Asia, CIS—Caucasus and Pamirs, Diklos-mta, Addala and Addala East, Dagestan

Publication Year: 1993.

Diklos-mta, Addala and Addala East, Dagestan, Caucasus. This British- Ukrainian expedition climbed in the Snegovoy and Bogosski ranges in the remote western part of Dagestan in the Eastern Caucasus from August 11 to September 8. We made three first British ascents and two new routes. German Gottfried Merzbacher first climbed here exactly 100 years ago. After him and Hungarian Mór Déchy in 1897, there had been no further climbers from outside the Soviet block. Alpinists from Dagestan and other parts of the Soviet Union added to Merzbacher’s nine routes, but the area had really seen little climbing. On August 19, Mike Doyle and I made a new route variant on Diklos-mta (4285 meters, 13,730 feet), a new couloir and a new direction of traverse. Most of the team opted for the established route on the east ridge.
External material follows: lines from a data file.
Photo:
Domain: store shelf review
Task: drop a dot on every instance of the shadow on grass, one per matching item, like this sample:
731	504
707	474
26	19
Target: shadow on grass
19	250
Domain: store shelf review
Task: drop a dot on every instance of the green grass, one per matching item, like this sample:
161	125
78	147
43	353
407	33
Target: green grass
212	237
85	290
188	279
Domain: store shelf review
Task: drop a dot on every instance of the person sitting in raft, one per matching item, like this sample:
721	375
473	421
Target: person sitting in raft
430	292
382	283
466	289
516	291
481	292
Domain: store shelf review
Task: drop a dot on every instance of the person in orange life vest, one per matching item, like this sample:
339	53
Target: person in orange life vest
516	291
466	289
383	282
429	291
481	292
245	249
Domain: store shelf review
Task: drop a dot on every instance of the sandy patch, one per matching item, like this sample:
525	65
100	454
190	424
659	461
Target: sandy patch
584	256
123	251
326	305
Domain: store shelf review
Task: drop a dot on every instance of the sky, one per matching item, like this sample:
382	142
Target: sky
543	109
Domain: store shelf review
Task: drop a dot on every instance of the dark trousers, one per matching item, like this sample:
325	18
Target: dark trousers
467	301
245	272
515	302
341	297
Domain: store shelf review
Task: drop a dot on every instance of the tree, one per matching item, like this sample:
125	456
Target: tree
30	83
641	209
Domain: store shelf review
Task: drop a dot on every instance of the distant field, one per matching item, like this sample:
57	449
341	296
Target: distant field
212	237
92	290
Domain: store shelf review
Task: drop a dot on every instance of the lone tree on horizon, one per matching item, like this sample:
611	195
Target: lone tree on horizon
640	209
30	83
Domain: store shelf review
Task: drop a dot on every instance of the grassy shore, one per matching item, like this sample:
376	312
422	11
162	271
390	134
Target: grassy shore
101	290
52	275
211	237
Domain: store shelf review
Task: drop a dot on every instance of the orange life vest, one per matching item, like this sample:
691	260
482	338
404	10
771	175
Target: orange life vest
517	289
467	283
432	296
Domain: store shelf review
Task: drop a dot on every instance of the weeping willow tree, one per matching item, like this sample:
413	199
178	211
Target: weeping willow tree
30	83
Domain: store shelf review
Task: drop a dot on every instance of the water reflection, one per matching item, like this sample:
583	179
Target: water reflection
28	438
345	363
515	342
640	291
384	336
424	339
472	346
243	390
They were forced by white-out to turn back just below the summit. Doyle and I, having climbed a couloir to the south ridge, were committed to traversing the mountain via a long and highly dubious crenellated ridge of crumbling shale. On August 27 Doyle, Ewan French, Adam White and I, and Ukrainians Mikhail Bogomapov and Yuri Cherevko climbed the normal northwest ridge of Addala (4151 meters, 13,619 feet), mostly rock. The shale was mainly frozen for the climb but thawed, allowing a rapid sliding descent. Moving to the northeast side of Addala, we found an impressive cirque of peaks. A snow-and-ice line on Addala East (4025 meters, 13,205 feet) looked inviting. It had the advantage of avoiding the shale. On August 30, Doyle, Bogomapov, Nikolai Drobotenko and I completed this new route. The summit message showed the only previous ascent had been in 1986, by the north ridge.